H.E: Ben bazen kayınpederlik yapıyorum. Deniz örselenmesin isterim.
Göz çapkınlığınız var mıdır?
H.E: Ooo...
D.Ç: Benim için mi “Ooo” diyorsun...
H.E: Kendim için söylüyorum. Ama çaktırmadan birlikte de bakarız.
D.Ç: Güzel olan her şeye bakarım. Kadın erkek diye ayırmam.
Birlikte eğlenirken yanınıza erkekler ya da kadınlar gelmiyor mu?
H.E: Hayatım boyunca bunu yaşadım.
D.Ç: Benim yanıma öyle kolay gelemezler. Gelip bana öyle bir yakınlaşma gösteremezler.
“Deniz’i benimle tanıştır” diyenler oluyor mu?
H.E: Evet bunu yaşadım. Direkt böyle söylemiyor ama söylemek istediği o.
Zaaflarınız neler? Hangi konularda kolay kandırılırsınız?
H.E: Deniz bir şey yaşar ve o yaşadığı şeye çok fazla inanır. Sonra durumun öyle olmadığını anladığında kalakalır.

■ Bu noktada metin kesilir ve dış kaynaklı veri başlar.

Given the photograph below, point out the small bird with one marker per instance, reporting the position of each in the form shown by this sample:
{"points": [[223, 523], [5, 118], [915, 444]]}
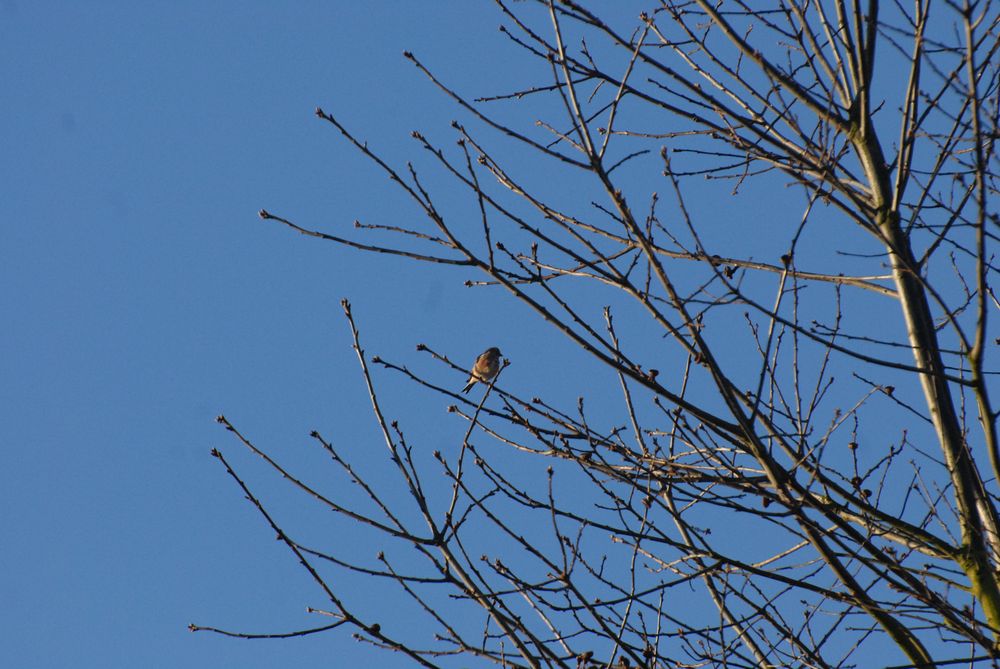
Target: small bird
{"points": [[486, 367]]}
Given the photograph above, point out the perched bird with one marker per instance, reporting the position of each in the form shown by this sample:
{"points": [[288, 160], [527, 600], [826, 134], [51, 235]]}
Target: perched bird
{"points": [[486, 367]]}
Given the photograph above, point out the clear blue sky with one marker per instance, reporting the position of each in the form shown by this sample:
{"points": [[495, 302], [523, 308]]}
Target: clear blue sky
{"points": [[141, 295]]}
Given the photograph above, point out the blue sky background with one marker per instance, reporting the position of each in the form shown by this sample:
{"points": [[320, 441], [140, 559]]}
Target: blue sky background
{"points": [[142, 296]]}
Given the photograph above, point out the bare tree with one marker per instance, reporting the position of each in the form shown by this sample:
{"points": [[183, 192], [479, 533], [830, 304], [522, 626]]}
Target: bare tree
{"points": [[833, 400]]}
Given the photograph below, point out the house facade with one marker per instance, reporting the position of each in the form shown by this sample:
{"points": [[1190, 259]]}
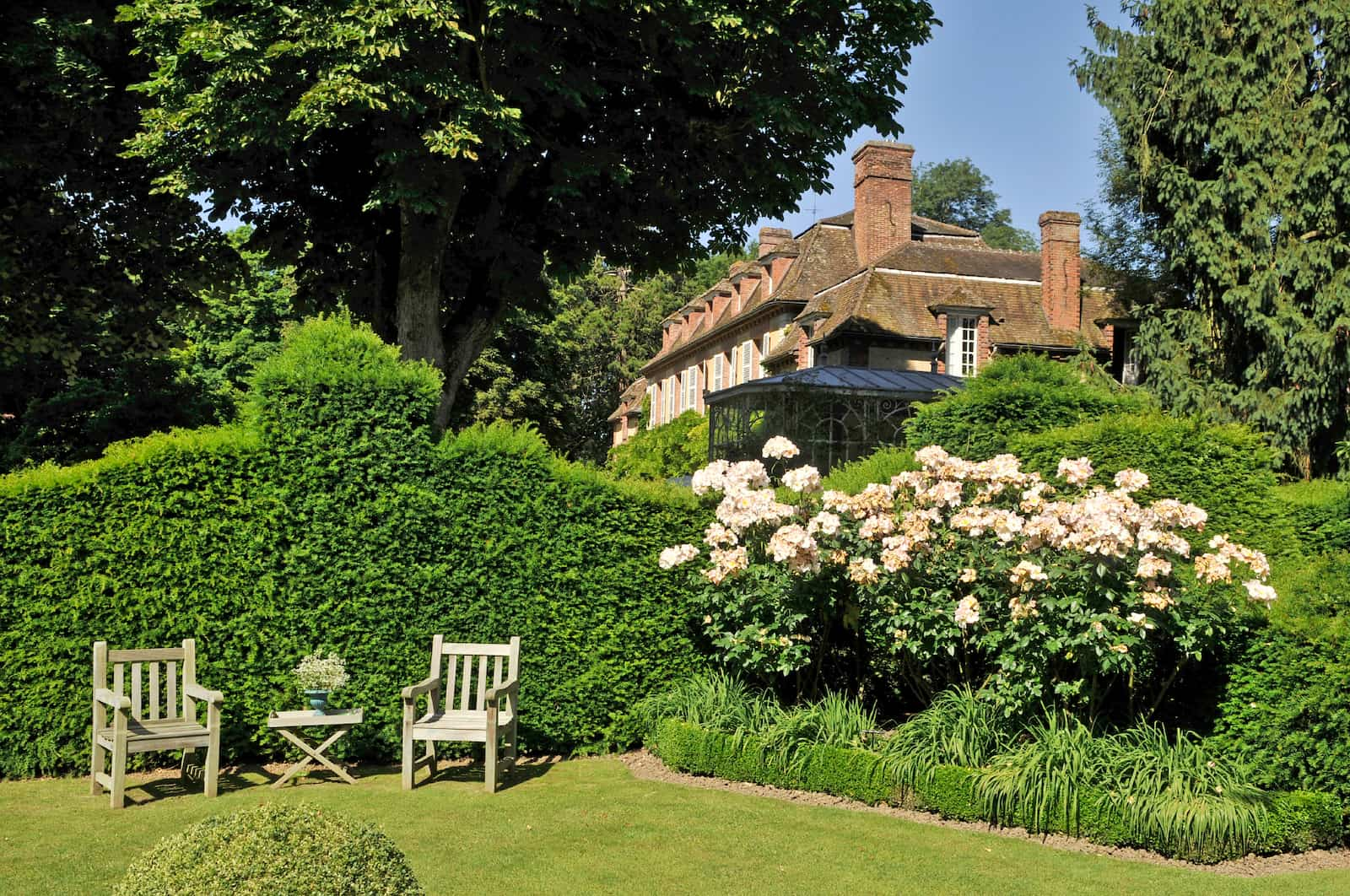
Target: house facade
{"points": [[878, 288]]}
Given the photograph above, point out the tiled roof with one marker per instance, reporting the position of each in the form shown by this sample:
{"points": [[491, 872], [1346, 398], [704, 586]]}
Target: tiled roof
{"points": [[631, 402], [972, 261], [899, 304], [824, 256], [940, 229]]}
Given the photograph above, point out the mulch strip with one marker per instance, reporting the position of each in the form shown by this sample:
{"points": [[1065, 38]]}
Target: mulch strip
{"points": [[647, 767]]}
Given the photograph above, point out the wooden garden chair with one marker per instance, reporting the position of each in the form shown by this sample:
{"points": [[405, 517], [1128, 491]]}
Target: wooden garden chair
{"points": [[137, 727], [483, 715]]}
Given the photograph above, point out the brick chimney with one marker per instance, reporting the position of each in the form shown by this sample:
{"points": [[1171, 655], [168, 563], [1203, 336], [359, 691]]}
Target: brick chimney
{"points": [[1061, 270], [882, 180], [771, 238]]}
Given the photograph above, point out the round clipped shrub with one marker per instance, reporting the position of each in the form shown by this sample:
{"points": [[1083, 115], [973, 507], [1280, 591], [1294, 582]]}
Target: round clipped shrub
{"points": [[272, 849]]}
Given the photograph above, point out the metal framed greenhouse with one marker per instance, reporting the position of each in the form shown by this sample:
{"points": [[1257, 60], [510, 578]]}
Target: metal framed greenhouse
{"points": [[834, 414]]}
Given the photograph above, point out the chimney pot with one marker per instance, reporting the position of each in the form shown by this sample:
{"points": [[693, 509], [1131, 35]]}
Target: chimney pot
{"points": [[1061, 270], [883, 180], [771, 238]]}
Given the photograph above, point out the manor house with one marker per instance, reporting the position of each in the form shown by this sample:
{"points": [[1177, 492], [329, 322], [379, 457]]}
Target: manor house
{"points": [[878, 288]]}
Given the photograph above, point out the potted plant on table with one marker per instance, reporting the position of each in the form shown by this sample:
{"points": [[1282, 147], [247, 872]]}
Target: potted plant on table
{"points": [[319, 675]]}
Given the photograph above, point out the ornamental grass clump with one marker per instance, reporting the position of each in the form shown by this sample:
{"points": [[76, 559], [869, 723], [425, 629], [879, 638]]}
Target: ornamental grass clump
{"points": [[836, 720], [956, 729], [713, 700], [1030, 590], [1176, 795]]}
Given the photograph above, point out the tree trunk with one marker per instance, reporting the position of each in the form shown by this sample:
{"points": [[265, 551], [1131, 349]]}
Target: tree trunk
{"points": [[418, 306]]}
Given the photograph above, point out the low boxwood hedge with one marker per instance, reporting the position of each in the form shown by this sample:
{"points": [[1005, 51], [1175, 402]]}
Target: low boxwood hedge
{"points": [[1295, 822]]}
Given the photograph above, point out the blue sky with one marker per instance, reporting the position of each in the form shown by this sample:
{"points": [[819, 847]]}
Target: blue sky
{"points": [[994, 84]]}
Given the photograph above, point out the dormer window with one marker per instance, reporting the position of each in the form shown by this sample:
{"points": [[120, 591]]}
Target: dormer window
{"points": [[963, 332]]}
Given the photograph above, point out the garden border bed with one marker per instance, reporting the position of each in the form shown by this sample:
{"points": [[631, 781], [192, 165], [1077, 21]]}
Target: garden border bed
{"points": [[1303, 832]]}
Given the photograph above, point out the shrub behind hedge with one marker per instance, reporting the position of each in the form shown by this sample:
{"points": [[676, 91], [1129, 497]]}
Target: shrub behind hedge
{"points": [[1017, 394], [1320, 511], [1226, 470], [330, 520], [1287, 711]]}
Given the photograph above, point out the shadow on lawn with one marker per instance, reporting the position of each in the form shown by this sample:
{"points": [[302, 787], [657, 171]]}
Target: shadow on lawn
{"points": [[153, 787]]}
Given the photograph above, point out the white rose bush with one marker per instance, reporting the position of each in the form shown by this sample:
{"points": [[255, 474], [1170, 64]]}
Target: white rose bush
{"points": [[1032, 590]]}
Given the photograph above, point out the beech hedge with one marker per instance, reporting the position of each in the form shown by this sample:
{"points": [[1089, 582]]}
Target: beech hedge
{"points": [[331, 518], [1295, 822]]}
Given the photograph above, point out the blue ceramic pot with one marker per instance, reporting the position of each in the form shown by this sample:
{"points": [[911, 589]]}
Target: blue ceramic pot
{"points": [[317, 700]]}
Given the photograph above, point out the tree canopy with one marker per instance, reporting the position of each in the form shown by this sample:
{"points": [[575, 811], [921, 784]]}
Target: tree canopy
{"points": [[958, 193], [94, 269], [1234, 121], [564, 367], [418, 159]]}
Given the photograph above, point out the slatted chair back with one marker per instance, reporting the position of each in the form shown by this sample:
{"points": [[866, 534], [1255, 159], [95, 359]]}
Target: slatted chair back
{"points": [[466, 671], [150, 677]]}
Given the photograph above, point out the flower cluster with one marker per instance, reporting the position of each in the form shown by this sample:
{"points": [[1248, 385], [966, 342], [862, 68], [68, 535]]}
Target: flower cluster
{"points": [[321, 672], [951, 556]]}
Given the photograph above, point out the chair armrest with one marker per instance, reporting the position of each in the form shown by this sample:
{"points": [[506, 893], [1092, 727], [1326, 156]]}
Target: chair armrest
{"points": [[114, 700], [425, 686], [199, 693], [496, 694]]}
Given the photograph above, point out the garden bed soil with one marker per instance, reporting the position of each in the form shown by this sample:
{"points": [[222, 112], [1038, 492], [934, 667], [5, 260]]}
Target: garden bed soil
{"points": [[645, 765]]}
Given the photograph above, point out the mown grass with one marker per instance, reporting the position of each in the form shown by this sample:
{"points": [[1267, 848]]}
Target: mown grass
{"points": [[591, 828]]}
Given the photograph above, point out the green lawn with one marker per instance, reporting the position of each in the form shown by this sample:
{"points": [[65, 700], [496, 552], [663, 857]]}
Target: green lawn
{"points": [[589, 826]]}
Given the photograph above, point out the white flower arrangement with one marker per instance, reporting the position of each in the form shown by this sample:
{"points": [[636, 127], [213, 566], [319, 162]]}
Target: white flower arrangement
{"points": [[321, 672]]}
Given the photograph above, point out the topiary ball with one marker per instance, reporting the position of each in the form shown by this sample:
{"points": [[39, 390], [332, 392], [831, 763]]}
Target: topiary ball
{"points": [[273, 849]]}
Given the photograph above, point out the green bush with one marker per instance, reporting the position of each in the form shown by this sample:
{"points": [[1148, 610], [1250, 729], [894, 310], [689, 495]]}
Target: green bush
{"points": [[1226, 470], [677, 448], [1314, 596], [330, 520], [1018, 394], [1320, 511], [272, 849], [878, 466], [1287, 713]]}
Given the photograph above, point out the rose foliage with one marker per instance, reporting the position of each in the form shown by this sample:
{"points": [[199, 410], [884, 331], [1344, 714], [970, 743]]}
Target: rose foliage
{"points": [[1033, 590]]}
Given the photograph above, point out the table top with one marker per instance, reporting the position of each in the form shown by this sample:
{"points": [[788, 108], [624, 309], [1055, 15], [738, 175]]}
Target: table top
{"points": [[308, 718]]}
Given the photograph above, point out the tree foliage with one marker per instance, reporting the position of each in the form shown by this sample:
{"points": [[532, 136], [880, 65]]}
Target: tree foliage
{"points": [[1234, 121], [958, 193], [94, 269], [418, 159], [564, 367]]}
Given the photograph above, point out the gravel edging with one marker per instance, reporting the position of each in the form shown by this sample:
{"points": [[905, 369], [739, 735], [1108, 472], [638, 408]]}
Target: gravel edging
{"points": [[645, 765]]}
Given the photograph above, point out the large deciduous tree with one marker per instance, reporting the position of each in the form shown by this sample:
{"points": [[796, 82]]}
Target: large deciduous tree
{"points": [[564, 367], [418, 158], [956, 192], [94, 269], [1234, 119]]}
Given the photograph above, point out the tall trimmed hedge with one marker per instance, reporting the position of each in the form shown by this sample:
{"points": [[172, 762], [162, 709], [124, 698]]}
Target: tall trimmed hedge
{"points": [[1017, 394], [330, 518]]}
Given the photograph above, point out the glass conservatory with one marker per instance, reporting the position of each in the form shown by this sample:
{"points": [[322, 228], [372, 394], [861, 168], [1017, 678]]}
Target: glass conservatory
{"points": [[834, 414]]}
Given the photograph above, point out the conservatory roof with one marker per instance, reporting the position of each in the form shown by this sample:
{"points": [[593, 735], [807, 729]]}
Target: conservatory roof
{"points": [[859, 381]]}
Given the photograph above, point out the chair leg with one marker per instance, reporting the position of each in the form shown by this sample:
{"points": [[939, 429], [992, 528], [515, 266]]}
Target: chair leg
{"points": [[490, 763], [408, 758], [119, 772], [96, 764], [431, 758], [211, 775]]}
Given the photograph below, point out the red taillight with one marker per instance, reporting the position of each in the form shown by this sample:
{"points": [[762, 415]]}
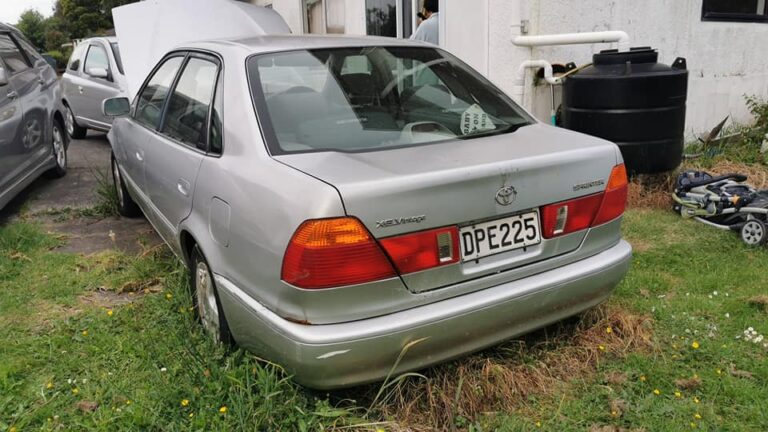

D.Ç: Çünkü herkesi sahici sanırım.
H:E: Ben bile binlerce yaşamışlığım olmasına rağmen hâlâ çocuk gibi şaşırabiliyorum. Aldatılabiliyorum.
D.Ç: Önemli olan en az yara alarak çıkmak. Tabii ben daha toy olduğum için daha fazla yara alıyorum.
Seks olmadan da aşk yaşanabilir
Aşkta çok yaralar aldınız mı?
H.E: Aşkın kendisi yara değil mi zaten... Aşk bal gibi hastalık. Aşk insanın kendi yarası beresi. Bir tane kadın yazar diyor ki “Sekssiz aşk olur mu?” Olur, niye olmasın... Nasıl aşksız seks oluyorsa sekssiz aşk da olur. Aşk insanın yücelmesidir. Her türlü kimyasının kabarmasıdır. Onu kabartan mutlaka bir obje vardır.
Hiç sekssiz aşk yaşadınız mı?
H.E: Sekssiz aşk olmaz olur mu? Lise döneminde vardı. (gülüyor)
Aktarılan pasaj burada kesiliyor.